Ada kenangan sendiri bagi Judy tentang rusa-rusa itu.  Waktu ia kecil Papa sering tugas ke Bogor untuk mengunjungi satu kampus perguruan tinggi negeri di kota hujan itu.  Sebagai seorang dosen dan juga peneliti, Papa sering bekerja sama dengan kampus-kampus lain.  Terutama dengan kampus di Bogor ini.  Selain karena kampus itu merupakan almamaternya, fasilitas laboratorium di sana juga lebih lengkap daripada di Bandung.


 


Pertama kali ikut Papa ke Bogor, Judy dan Mama menunggu di Kebun Raya Bogor sambil piknik  sementara Papa menemui rekan sesama peneliti di kampus seberang Kebun Raya.  Selesai makan Mama tidur-tiduran di atas tikar membaca novel.  Judy yang bosan berdiam di satu tempat mulai gatal kakinya ingin keluyuran.  Akhirnya Mama mengalah.  Ibu dan anak itu lalu jalan-jalan menyusuri Kebun Raya.  Melihat koleksi anggrek, melewati jembatan merah yang berayun-ayun kalau diseberangi, juga monumen yang didirikan Raffles untuk mengenang istrinya tercinta yang meninggal karena malaria.  Akhirnya mereka sampai ke tepi telaga dengan daun-daun teratai lebar menutupi permukaannya.  Bunga teratai warna lila mekar di antara dedaunan.  Di balik telaga teratai itu satu bangunan putih tegak berdiri.


 


“Itu istananya Presiden.  Di sana banyak rusa,” Mama menunjuk gedung putih itu.


“Mana rusanya ?” Judy kecil menjulurkan kepalanya sejauh yang ia bisa.  Tidak ada apa-apa di seberang telaga.  Hanya orang sedang duduk bersimpuh di atas batu.  Setelah besar Judy baru tau yang ia sangka orang itu ternyata patung perempuan cantik.


 


Mama mengajak Judy keluar dari Kebun Raya.  Dari gerbangnya mereka berbelok kanan.  Teruuus berjalan sampai ketemu pagar dengan lapangan rumput hijau terbentang luas di baliknya.  Sekumpulan hewan bertanduk dengan totol-totol putih di atas kulit coklat tampak bergerombol berlarian.


 


“Itu rusanya.  Mereka dari Kashmir, Pakistan,” Mama menunjuk kumpulan hewan itu.


Mata Judy kecil membesar.  Itulah hewan tercantik yang pernah dilihatnya.  Kaki-kaki mereka ramping.  Kepalanya mendongak sewaktu berlari, membuat leher mereka terlihat begitu jenjang.  Sepertinya mereka tidak sedikitpun merasa berat dengan tanduk di atas kepala. 


 


Seekor rusa memisahkan diri dari kelompok.  Ia berjalan ke arah pagar.  Matanya menatap Judy lekat-lekat.  Sampai di pagar ia menjulurkan kepala hingga sebagian keluar dari halaman.  Hidungnya bergerak kembang-kempis.


 


“Seperti Bambi !” pekik Judy kecil.  Ia teringat tokoh kartun yang pernah dilihatnya di layar tv.


“Kalau gitu panggil ia Bambi,” usul Mama.


 


Judy kecil mengulurkan tangan.  Ia bisa merasakan hidung Bambi yang basah di ujung jari-jarinya.  Rasanya aneh dan lucu.  Bambi biarkan Judy mengelus hidungnya.  Tapi hanya sebentar karena kemudian ia mundur, berbalik dan kembali bergabung dengan teman-temannya.


 


Judy kecil kecewa.  Mama menghiburnya, “Mungkin Bambi malu.
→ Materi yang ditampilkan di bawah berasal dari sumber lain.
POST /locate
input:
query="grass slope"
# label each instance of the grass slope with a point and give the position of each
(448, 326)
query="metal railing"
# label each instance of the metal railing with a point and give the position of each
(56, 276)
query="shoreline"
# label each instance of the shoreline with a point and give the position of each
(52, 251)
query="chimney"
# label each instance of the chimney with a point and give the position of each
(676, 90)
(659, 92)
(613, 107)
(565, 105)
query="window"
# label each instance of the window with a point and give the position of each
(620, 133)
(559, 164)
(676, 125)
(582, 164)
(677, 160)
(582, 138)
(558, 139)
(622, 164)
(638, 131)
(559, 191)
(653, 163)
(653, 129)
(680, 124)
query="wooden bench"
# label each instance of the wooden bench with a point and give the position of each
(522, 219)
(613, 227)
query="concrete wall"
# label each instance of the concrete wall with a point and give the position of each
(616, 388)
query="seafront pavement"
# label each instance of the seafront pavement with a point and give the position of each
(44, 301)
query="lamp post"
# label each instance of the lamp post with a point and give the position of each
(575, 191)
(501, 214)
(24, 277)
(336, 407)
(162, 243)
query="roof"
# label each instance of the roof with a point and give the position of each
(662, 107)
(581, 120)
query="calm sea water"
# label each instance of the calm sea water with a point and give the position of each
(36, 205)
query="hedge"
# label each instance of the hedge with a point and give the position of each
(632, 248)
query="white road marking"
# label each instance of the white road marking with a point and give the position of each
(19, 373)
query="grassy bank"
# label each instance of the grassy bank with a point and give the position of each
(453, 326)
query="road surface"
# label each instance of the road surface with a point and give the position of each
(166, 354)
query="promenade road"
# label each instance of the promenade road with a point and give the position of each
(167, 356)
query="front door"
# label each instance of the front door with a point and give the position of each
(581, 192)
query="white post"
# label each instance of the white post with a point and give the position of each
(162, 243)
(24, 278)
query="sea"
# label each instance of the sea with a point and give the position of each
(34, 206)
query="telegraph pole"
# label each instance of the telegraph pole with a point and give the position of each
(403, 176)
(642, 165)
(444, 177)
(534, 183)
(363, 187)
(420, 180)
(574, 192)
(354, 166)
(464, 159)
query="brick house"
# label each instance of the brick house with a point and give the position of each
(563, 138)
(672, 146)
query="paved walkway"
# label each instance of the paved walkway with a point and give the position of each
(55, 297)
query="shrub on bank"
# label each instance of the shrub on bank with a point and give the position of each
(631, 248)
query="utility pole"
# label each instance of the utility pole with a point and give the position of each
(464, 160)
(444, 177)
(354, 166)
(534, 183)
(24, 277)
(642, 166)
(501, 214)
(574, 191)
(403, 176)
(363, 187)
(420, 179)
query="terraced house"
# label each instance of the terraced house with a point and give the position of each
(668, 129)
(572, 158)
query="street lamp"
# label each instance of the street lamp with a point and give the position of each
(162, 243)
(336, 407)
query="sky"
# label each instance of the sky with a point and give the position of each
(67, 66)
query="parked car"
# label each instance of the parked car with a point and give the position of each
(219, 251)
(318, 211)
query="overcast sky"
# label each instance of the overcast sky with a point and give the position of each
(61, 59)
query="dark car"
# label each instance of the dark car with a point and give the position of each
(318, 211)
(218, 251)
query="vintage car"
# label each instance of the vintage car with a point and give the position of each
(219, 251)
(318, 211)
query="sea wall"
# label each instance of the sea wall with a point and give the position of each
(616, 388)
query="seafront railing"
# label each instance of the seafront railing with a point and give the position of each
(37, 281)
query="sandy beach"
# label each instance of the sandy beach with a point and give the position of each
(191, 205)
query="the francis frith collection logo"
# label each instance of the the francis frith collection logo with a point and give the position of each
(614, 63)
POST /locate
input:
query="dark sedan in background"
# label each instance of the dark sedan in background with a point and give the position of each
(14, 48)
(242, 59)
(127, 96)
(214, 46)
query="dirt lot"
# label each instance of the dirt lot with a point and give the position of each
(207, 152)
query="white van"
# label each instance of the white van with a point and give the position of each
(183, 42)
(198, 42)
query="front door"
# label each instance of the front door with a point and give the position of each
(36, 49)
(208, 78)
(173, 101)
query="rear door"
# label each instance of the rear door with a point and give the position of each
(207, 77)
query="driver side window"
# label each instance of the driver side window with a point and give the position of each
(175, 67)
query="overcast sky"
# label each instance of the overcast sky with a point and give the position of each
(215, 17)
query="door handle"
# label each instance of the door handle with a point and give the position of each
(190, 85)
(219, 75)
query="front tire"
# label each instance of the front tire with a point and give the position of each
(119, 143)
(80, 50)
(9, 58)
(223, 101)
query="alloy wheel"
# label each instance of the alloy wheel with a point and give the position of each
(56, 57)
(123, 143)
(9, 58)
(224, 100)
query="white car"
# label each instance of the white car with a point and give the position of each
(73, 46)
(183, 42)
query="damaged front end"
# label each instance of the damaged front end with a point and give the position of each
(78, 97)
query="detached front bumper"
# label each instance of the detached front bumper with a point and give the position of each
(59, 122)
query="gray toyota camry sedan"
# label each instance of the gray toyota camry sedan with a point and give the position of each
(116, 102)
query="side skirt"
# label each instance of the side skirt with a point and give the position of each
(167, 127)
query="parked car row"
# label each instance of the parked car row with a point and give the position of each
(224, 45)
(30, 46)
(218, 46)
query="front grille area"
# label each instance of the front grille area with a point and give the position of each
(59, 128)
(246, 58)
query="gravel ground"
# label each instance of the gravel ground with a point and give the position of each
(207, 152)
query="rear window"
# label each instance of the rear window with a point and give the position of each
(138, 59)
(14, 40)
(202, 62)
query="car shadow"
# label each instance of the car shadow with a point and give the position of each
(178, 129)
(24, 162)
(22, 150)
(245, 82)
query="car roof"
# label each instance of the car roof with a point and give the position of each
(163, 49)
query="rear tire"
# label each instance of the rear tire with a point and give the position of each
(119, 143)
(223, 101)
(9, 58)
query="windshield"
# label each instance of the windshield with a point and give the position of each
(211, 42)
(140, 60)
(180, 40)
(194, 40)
Kan dia baru kenal. Judy juga kalau baru kenal orang lain kan suka malu.”


 


Mama mengajak Judy kecil kembali ke parkiran mobil.  Di sana Papa sudah menunggu.  Bersandar pada mobil sambil makan kacang rebus.  Di atas kap penutup mesin ada segelas bajigur.  Uap panas mengepul di atas bajigur.  Kelihatannya enak.


 


“Tadi aku ketemu Bambi !” teriak Judy, berlari meninggalkan Mama biar duluan sampai ke Papa.
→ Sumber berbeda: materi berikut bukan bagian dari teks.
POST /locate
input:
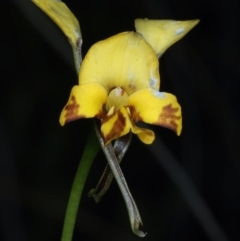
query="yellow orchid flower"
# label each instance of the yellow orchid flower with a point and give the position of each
(119, 82)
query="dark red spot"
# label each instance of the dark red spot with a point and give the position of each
(72, 110)
(135, 117)
(118, 127)
(168, 118)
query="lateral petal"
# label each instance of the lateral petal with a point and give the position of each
(157, 108)
(85, 101)
(161, 34)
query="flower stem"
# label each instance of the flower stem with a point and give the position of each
(90, 151)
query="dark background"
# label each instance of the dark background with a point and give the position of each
(186, 188)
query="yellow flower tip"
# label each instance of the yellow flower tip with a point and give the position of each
(161, 34)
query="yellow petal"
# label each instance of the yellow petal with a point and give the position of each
(85, 101)
(157, 108)
(116, 125)
(145, 135)
(62, 16)
(161, 34)
(125, 60)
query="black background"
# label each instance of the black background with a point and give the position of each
(186, 188)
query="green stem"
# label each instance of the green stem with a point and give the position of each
(91, 149)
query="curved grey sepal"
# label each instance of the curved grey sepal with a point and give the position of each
(121, 146)
(134, 215)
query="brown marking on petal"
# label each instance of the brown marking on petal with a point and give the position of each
(168, 118)
(117, 128)
(135, 117)
(102, 113)
(72, 110)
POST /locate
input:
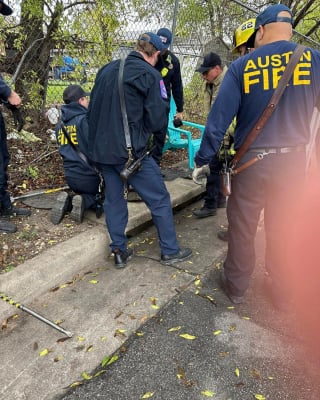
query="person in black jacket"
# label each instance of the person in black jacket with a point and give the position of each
(80, 175)
(169, 67)
(145, 99)
(7, 96)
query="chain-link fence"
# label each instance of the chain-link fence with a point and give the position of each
(52, 44)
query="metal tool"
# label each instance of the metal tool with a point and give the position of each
(9, 300)
(38, 193)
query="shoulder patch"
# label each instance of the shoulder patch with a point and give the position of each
(163, 90)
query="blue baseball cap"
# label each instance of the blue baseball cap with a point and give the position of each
(165, 36)
(5, 9)
(268, 16)
(153, 39)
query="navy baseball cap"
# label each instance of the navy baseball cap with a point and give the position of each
(5, 9)
(153, 39)
(209, 61)
(165, 35)
(268, 16)
(74, 93)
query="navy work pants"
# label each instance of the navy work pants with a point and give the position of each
(159, 140)
(149, 185)
(85, 185)
(274, 184)
(4, 161)
(214, 196)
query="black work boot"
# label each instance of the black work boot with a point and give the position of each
(60, 208)
(121, 257)
(7, 227)
(183, 254)
(12, 211)
(77, 211)
(205, 212)
(223, 235)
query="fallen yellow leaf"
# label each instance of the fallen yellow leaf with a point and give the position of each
(86, 376)
(107, 360)
(147, 395)
(44, 352)
(174, 329)
(207, 393)
(74, 384)
(187, 336)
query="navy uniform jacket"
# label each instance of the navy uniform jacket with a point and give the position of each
(172, 79)
(247, 89)
(75, 120)
(145, 99)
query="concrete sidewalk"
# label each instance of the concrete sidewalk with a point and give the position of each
(75, 284)
(64, 260)
(237, 352)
“Oh ya ? Bambi bilang apa ?” Papa menaikkan Judy kecil duduk di atas kap mobil, di samping gelas bajigur.


“Dia nggak bilang apa-apa.”


“Oh, itu pasti karena kamu juga diam saja.”


 


Mata Judy kecil terbelalak.  Bagaimana bisa orang tua tau semua yang dilakukan anaknya ?


“Aku harus bilang apa kalau ketemu dia ?” tanyanya kemudian.


“Bilang, ‘Hai, saya Judy.’  Lebih bagus lagi kalau kamu bawakan dia wortel,” Papa tersenyum.


“Wortel ?”


“Iya. Pasti Bambi bosan makan rumput terus-terusan.”


 


Sejak itu setiap kali ke Bogor mereka selalu singgah di Cipanas untuk membeli wortel.  Bukan untuk Mama masak jadi sop tapi untuk Judy berikan kepada para Bambi di halaman Istana Bogor.


 


 


Suara gemersik rumput kering diinjak kawanan rusa menyadarkan Judy dari kenangan masa lalu.  Ia jadi kangen Mama.  Kangen Papa juga.  Aku ke Bandung aja kali ya ???  Tapi nanti apa kata Mama.  Kemarin diajakin ke Bandung aku nolak.  Sekarang malah ujug-ujug[3] ke sana.


 


Judy lanjut berjalan hingga sampai pintu masuk Kebun Raya.  Di sekitar loket banyak pedagang menawarkan dagangannya.  Jual minuman, makanan, mainan anak-anak, dan plastik hitam untuk duduk-duduk di lapangan rumput dalam Kebun Raya.


 


Setelah membeli tiket Judy masuk ke dalam Kebun Raya.  Papan informasi dan peta Kebun Raya terbentang di hadapannya.  Judy tidak miliki tujuan khusus jadi ia biarkan kakinya melangkah mengikuti orang lain.  Melewati Treub Laboratory, jembatan hingga akhirnya sampai di tanah lapang dengan bangunan café di tengah-tengah. 


 


Ada kolam kecil di satu sudut lapangan.  Daun-daun teratai lebar menutupi permukaannya.  Pelan-pelan Judy duduk bersimpuh di tepi kolam.  Dalam hati ia berharap tidak ada katak tiba-tiba melompat ke arahnya.  Judy paling takut katak.


 


Lapangan rumput yang terhampar di depan dipenuhi banyak orang.  Anak-anak bermain bola, layang-layang atau sekedar berlari-lari.  Seorang pedagang air sabun membuat gelembung-gelembung sabun di udara.  Anak-anak kecil mengerubunginya, berusaha memecah gelembung dengan ujung jari.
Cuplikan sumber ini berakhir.